Diario
Il diario nasce come una scrittura privata: per citare il caso forse più famoso, Anne Frank non pensava che le sue parole sarebbero state rese pubbliche, altrimenti non avrebbe fatto affermazioni pungenti verso la sua famiglia e le persone che stavano con lei nel rifugio dove ha trascorso l’ultima parte della sua vita. Appartengono alla categoria del diario anche i resoconti delle esplorazioni geografiche (che hanno una funzione molto tecnica) oppure quelli che fissano momenti significativi della vita, come gli appunti di chi è in esilio.
È possibile tuttavia sia che l’autore tenga un diario per la specifica volontà di pubblicarlo (per esempio un memoriale di viaggio), sia che il diario sia immaginario e che divenga quindi una forma della narrazione di fiction (come nel caso del Diario assolutamente sincero di un indiano part-time, un romanzo umoristico di Sherman Alexie, 2007).
Nel diario, l’autore o l’autrice tiene degli appunti, tendenzialmente giornalieri (da cui deriva il nome stesso, dal latino dìes, “giorno”) e datati, annotando quanto è accaduto o le sue riflessioni attorno a un determinato evento.
Il diario ha dunque una struttura rigidamente cronologica, anche se può capitare che chi scrive decida di raccontare qualcosa che è avvenuto nei giorni o mesi precedenti.
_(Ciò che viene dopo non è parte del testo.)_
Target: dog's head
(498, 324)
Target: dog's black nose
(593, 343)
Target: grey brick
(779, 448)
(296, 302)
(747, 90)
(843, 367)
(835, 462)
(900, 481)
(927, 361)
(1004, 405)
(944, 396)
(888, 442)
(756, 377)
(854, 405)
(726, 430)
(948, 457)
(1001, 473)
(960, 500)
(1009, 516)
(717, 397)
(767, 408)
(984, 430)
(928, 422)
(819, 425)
A livello di tempi verbali, quindi, si alternano il presente e il passato, per segnalare la distinzione tra il tempo della scrittura e il tempo in cui sono accaduti i fatti.
Nel diario, tuttavia, potrebbero anche essere quasi totalmente esclusi i fatti: la scrittura si concentra in questo caso su aspetti più intellettuali o intimi, su riflessioni attorno a delle tematiche filosofiche, esistenziali o anche letterarie. È il caso del diario di Cesare Pavese (1908-1950), Il mestiere di vivere, pubblicato postumo nel 1952, in cui egli riflette sia su di sé e sui suoi dubbi esistenziali, sia sulla sua scrittura.